Vatican plans major effort to engage non-believers

March 18, 2011

The "Courtyard of the Gentiles,” a Vatican bid to start conversations with non-believers, will be unveiled in Paris next week.

At a March 18 Vatican press conference, Cardinal Gianfranco Ravasi, the president of the Pontifical Council for Culture, explained the project, which his office has undertaken on a suggestion from Pope Benedict XVI.

"The aim is to help to ensure that the great questions about human existence, especially the spiritual questions, are borne in mind and discussed in our societies, using our common reason,” Cardinal Ravasi said. The title, “Courtyard of the Gentiles,” is drawn from the area outside the Temple in Jerusalem, where Jews engaged Gentiles in public debates.

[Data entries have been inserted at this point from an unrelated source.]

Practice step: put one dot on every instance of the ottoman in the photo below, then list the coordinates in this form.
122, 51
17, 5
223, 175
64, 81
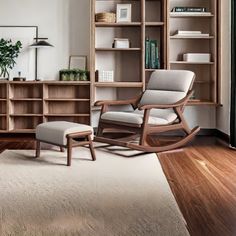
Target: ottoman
63, 134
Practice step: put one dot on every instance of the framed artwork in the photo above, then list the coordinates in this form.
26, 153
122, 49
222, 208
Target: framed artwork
78, 62
26, 62
123, 13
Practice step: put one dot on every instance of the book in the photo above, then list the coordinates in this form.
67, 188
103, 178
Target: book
188, 32
189, 9
179, 14
147, 53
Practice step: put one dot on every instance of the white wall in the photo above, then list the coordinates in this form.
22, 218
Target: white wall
223, 113
64, 22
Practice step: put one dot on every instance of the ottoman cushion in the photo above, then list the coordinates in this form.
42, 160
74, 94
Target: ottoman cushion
55, 132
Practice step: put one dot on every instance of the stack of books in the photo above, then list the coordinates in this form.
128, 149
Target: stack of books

“Believers and non-believers stand on different ground, but they must not close themselves in a sacral or secular isolationism, ignoring one another or, worse still, launching taunts or accusations,” the cardinal continued. He said that the dialogue would be open to all participants, provided that they are prepared to treat others with respect. Thus, he said, the meetings would not welcome “someone convinced of already possessing all the answers, with the duty simply to impose them.”

Ideally, Cardinal Ravasi said, the conversations begun by this project should resemble not a “duel” but a “duet,” with believers and non-believers offering complementary ideas and helping each other to refine their views.

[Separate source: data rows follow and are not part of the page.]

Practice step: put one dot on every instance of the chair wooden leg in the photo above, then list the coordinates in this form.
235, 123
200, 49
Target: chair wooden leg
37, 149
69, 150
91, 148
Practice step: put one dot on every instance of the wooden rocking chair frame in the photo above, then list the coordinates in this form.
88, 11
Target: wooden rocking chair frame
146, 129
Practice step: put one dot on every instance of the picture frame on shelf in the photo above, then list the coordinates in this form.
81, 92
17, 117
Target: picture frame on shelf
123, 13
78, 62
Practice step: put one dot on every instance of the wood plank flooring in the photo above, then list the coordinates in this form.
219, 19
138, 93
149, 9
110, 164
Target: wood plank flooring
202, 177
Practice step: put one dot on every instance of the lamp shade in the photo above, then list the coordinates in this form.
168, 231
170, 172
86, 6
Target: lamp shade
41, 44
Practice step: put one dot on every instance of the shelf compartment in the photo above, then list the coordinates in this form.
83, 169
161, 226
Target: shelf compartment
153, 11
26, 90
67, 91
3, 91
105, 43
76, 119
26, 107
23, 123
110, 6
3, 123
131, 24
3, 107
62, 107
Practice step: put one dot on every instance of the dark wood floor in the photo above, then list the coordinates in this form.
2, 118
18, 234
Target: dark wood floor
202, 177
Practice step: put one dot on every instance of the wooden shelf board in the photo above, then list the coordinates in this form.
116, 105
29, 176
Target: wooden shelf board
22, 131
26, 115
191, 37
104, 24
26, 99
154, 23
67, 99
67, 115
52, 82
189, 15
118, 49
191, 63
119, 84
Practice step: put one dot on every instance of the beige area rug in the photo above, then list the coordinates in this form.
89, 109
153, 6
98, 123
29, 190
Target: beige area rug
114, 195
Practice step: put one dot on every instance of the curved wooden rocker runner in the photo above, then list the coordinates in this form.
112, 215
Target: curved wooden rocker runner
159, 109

The first meeting of the Courtyard of the Gentiles will be held in France on March 24 and 25, opening at UNESCO headquarters in Paris. Irina Bokova, the director-general of UNESCO, will chair the first session, which will be attended by a variety of diplomats and scholars. There will also be sessions at the Sorbonne, the Institut de France, and the College des Bernardins. Pope Benedict XVI will address the meeting by a video hookup.

The Vatican chose Paris for the first such encounter, informed sources said, because the French capital is seen as the most striking example of a thoroughly secularized society, in which the respectful dialogue between secularists and Christians is long overdue.